6/15/2010

Waiting for the Mark to Buss!!

I'm not having a good day today. In fact I didn't have a good day yesterday either. I'm really really frustrated with so many things all at the same time. I know some people will want to say it's my medication and the fact that there was a mix up and I had to take a generic one instead that makes me sick. But dammit!! It is not. I am truly frustrated.

On Sunday evening I just felt really nervous and anxious about something. Yes something. I can't pin point what I was worried about, but I know my heart was heavy and I really felt like I was starting to hyperventilate. I eventually went to bed and slept for most of the night but woke up the next morning with the same dread feeling. By the time I got to work, I was just waiting to hear the "bad news" whatever it was cause surely my body was preempting some sort of impending danger. Nothing happened but the feeling did not subside until I got home.

This morning...the same thing. I got to work in tears because I just felt like I was on the edge of the cliff and it was giving away. I still feel like I am and nobody is trying to help. I feel like they can't see me and I'm screaming. I tried explaining it to two people but instead of trying to hear what I'm saying it turned into "interview the crazy person". No help.

Yes I have a few things on my mind but never in my life have I felt such heavy dread on my subconscious. None of these issues I have I think should make me feel like this. I'm more worried now about the "news" than the feeling I have right now. Because if I can feel like this and not know what's going on then imagine!! Sigh! The one thing I trust in myself is my gut feeling.



I did though call my Dr to ask him to make sure that I do get my correct medication back. I need to cover all my bases.

6/08/2010

Am I being selfish?

Last year at the end of my degree program and some really emotional battles I decided that I was going to fix me first before anything else took place. Fix me meant I was going to take care of the things that I wanted to achieve and make me happy which would include work, emotional stability, less stress. Before I can embark on that fix I was thrown into the world of pain and my new find about my health. This made me even more determined to take care of myself. Hearing a doctor tell you, “If u aren’t careful you run the risk of being paralyzed” can make you see the world from a new set of eyes.

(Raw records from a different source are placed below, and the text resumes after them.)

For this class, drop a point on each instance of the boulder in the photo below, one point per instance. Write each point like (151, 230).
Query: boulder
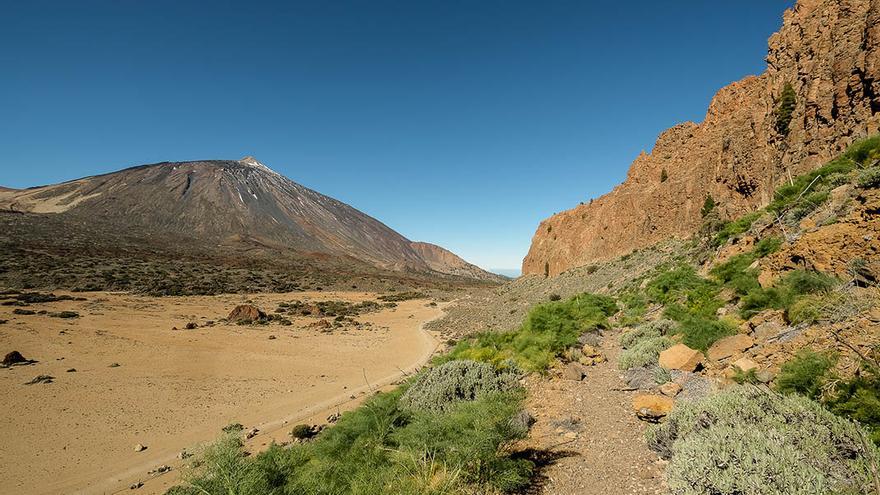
(745, 365)
(652, 407)
(670, 389)
(729, 346)
(681, 357)
(574, 371)
(245, 312)
(767, 330)
(14, 357)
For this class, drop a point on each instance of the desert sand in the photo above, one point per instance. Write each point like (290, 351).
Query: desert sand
(138, 381)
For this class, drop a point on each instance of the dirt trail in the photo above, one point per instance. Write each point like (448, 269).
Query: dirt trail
(176, 389)
(597, 443)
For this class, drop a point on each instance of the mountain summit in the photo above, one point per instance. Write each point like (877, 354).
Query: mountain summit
(231, 203)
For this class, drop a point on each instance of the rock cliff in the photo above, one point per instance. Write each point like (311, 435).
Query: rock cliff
(827, 50)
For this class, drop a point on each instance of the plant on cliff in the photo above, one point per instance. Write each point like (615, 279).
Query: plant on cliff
(787, 102)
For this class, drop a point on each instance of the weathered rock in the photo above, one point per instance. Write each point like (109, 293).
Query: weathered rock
(652, 407)
(245, 312)
(729, 346)
(767, 330)
(745, 365)
(681, 357)
(14, 357)
(574, 371)
(670, 389)
(828, 50)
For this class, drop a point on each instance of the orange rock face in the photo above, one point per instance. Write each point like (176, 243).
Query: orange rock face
(829, 51)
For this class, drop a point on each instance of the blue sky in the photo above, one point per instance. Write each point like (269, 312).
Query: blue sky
(462, 123)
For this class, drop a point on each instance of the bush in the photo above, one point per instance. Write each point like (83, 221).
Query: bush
(787, 102)
(440, 388)
(645, 331)
(548, 330)
(749, 441)
(869, 178)
(805, 374)
(644, 353)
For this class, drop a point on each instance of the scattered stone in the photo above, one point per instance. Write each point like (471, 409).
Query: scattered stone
(574, 371)
(641, 378)
(767, 330)
(14, 357)
(765, 376)
(41, 379)
(245, 312)
(681, 357)
(729, 346)
(670, 389)
(745, 365)
(652, 407)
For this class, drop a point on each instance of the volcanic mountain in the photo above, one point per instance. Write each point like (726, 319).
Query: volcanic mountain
(240, 205)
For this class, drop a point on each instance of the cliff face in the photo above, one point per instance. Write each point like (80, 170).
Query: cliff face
(829, 51)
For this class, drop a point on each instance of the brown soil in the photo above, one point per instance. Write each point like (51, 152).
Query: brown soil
(175, 389)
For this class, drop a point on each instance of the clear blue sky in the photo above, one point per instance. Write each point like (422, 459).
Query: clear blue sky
(462, 123)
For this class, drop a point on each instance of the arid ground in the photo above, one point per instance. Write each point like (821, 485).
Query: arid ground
(123, 376)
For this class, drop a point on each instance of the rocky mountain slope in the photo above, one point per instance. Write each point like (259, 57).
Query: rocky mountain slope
(828, 52)
(445, 261)
(241, 208)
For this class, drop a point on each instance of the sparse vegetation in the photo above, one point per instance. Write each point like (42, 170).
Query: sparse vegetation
(440, 388)
(751, 441)
(787, 102)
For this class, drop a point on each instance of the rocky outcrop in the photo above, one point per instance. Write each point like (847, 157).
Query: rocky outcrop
(829, 51)
(444, 261)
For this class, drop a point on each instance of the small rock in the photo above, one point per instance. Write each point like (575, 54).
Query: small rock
(681, 357)
(765, 376)
(670, 389)
(652, 407)
(14, 357)
(728, 346)
(574, 371)
(41, 379)
(745, 365)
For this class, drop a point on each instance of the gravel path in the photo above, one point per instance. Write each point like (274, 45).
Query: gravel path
(597, 445)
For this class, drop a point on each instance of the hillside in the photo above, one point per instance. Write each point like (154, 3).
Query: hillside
(827, 51)
(220, 212)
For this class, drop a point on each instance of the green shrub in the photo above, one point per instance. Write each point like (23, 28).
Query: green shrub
(548, 330)
(735, 228)
(700, 333)
(864, 151)
(747, 440)
(805, 374)
(643, 353)
(440, 388)
(787, 102)
(645, 331)
(869, 178)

It also didn’t help that most of the things to be done I had to do it on my own. Yes I had a support group but I had to go find $500 to see the neurosurgeon after seeing two other general practitioners for $400 a pop. I had to be the one in the night re-medicating myself. I had to do the pharmacy runs. So I needed all the strength within me to do these things and not cave in. I guess it made me become more self sufficient and lean less and less on people. Yes I had a support team who would gladly assist me in whatever way possible. Not that I would expect any of them to assist with my medical bills but push come to shove anything else I needed assistance with it was possible. But I wanted so much to keep my independence. And I knew that no matter how bad I felt my situation was, other people had issues in their life to deal with and I surely didn’t want to add to any one else’s stress.

Over the next few months I guess I have become self sufficient that I don’t feel the need to even have to talk about what I’m going through with people. I have just been doing ME. I have been working hard on getting ME done: Work, health, life stability. And it seems to be bothering people. And I can’t seem to understand why really. And I can’t seem to think either why they can’t understand what kind of mission I HAVE to be on. After my last scare I really saw that I have NO clue what can happen when it can happen and I refuse to let something happen and I don’t achieve what I want to achieve.

I guess it’s easier for people who are not face with “the possibility” to think that things can run its course, or you have time in your life to get things done. I don’t know. I just know I have all these things I want to do before time runs out. And with the added possibility of unknown health it has made my urge to achieve have a heavier weight in my life. And I cannot understand why someone would want to hold that against me. I am in no way trying to be vindictive to anyone. This isn’t about me hiding anything from anyone. But there is so much of me I can give out without it becoming about someone else, and at this time, IT IS ABOUT ME!! Sorry.

Everyone has their life goals. Why must I try to compromise mine while others do what their goals are?

Am I being selfish??




Say yes till you see me in pain and realize that this shit aint NO JOKE!!